Claim C.5 (Inductive step). Assume that diO is a secure differing-inputs obfuscation, iO is a secure indistinguishability obfuscation, PRF is a secure and correct puncturable PRF, the PCD is a proof of knowledge system, the one-way function is secure, and that cFHE encryption is perfectly correct.

If for all  $t < \tau$ , no polynomial-time adversary can succeed in an address forgery for  $(\mathsf{ct}^*, t)$  with non-negligible probability, and Lemma C.1 holds for all  $t < \tau$ , then no polynomial-time adversary is able to succeed in an address forgery for  $(\mathsf{ct}^*, \tau)$  with more than negligible probability; and further, Lemma C.1 holds for all  $t \in [\tau]$ .

*Proof.* (sketch.) Let denote the (raddr<sup>\*</sup><sub> $\tau$ </sub>, waddr<sup>\*</sup><sub> $\tau$ </sub>,  $\sigma$ <sup>\*</sup>) correct addresses and proof at time  $\tau$  for the challenge ciphertext ct<sup>\*</sup>, obtained from an honest evaluation.

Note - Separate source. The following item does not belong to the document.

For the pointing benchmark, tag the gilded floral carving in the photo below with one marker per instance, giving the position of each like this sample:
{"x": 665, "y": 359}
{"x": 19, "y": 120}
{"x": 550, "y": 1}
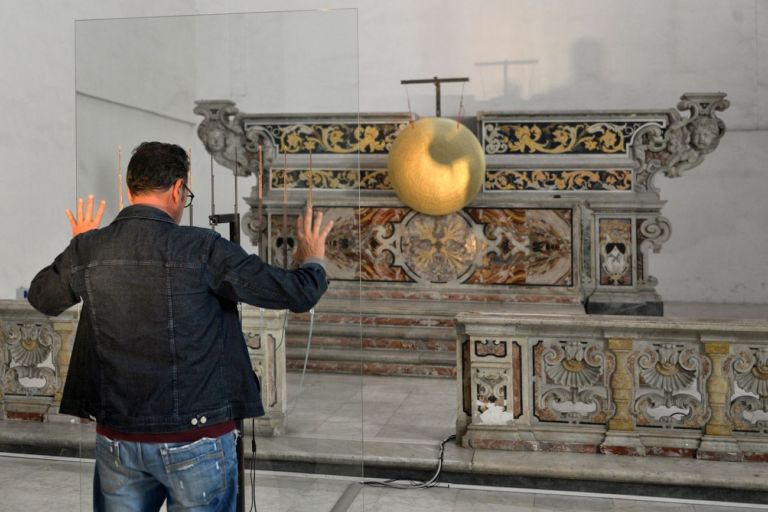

If the forgery is for  $(\mathsf{raddr}_{\tau}^*, \mathsf{waddr}_{\tau}^*)$ , obviously the only way for V to output 1 is to supply the correct  $\sigma_{\tau}^*$ .

Suppose the forgery is for some wrong  $(\mathsf{raddr}_{\tau}, \mathsf{waddr}_{\tau}) \neq (\mathsf{raddr}_{1}^{*}, \mathsf{waddr}_{1}^{*})$ . The simulator guesses the forged  $(\mathsf{raddr}_{\tau}', \mathsf{waddr}_{\tau}')$ . There are only polynomially many such pairs, therefore, the simulator guesses correctly with non-negligible probability.

**Hybrid A.** Compute a punctured version  $K'_v := \mathsf{Puncture}(K, (\mathsf{ct}^*, \tau, \mathsf{raddr}'_\tau, \mathsf{waddr}'_\tau))$ . Use this  $K'_v$  in all  $C_\tau$  for  $\tau \in [T_{\mathsf{ORAM}}]$ .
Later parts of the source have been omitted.